Les comices se tenoient ou pour l’élection d’un magistrat, ou pour quelque innovation dans les lois, ou pour une résolution de guerre, l’addiction d’un gouvernement, la déposition d’un général, le jugement d’un citoyen. On s’assembloit ou dans le champ de Mars, ou dans le marché, ou au capitole. Les citoyens habitans de Rome & les étrangers y étoient indistinctement admis : il n’y avoit point de comices les jours de fêtes, les jours de foires, ni les jours malheureux. On ne comptoit dans l’année que 184 jours de comices. Ils étoient remis quand il tonnoit ou faisoit mauvais tems ; lorsque les augures ne pouvoient ou commencer ou continuer leurs observations. La liberté des assemblées Romaines fut très gênée sous Jules César, moins sous Auguste, plus ou moins dans la suite, selon le caractere des empereurs.

La distinction des comices suivit la distribution ou peuple Romain. Le peuple Romain étoit divisé en centuries, en curies, & en tribus : il y eut donc, surtout dans les commencemens, les comices appellés comitia tributa, les curiata, & les centuriata. Ils prirent aussi des noms différens, suivant les magistratures auxquelles il falloit pourvoir ; & il y eut les comices dits consularia, les prætoria, les ædilitia, censoria, pontificia, proconsularia, proprætoria, & tribunitia, sans compter d’autres comices dont l’objet étant particulier, le nom l’étoit aussi, tels que les calata.

Comices dits ædilitia, assemblées où l’on élisoit les édiles curules & plébéiens ; elles étoient quelquefois convoquées par les tribuns, quelquefois par les édiles ; le peuple y étoit distribué par tribus.

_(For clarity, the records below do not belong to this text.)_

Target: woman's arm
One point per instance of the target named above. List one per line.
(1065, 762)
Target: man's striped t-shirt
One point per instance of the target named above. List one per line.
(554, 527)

Comices dits calata ; le peuple y étoit distribué par curies ou par centuries. C’étoit un licteur qui appelloit les curies ; c’étoit un cornicen qui appelloit les centuries ; elles étoient demandées par le collége des prêtres ; on y élisoit dans les centuries un rex sacrificulus, & dans les curies un flamine ; on n’appelloit que dix-sept tribus ; ce n’étoient donc pas proprement des assemblées qu’on pût appeller comitia, mais consilia ; on y faisoit les actes appellés adrogations, ou adoptions de ceux qui étoient leurs maîtres, sui juris ; on y passoit les testamens appellés de ce nom, testamenta calata ; on y agitoit de la cérémonie appellée detestatio sacrorum, ou de l’accomplissement des legs destinés aux choses sacrées, selon quelques-uns, ou de la consécration des édifices, selon d’autres.

Comices dits censoria, assemblées où l’on élisoit les censeurs : le peuple y étoit distribué par centuries ; un des consuls y présidoit ; le censeur élu entroit en charge immédiatement après l’élection, à moins qu’il n’y eût quelque cause de nullité.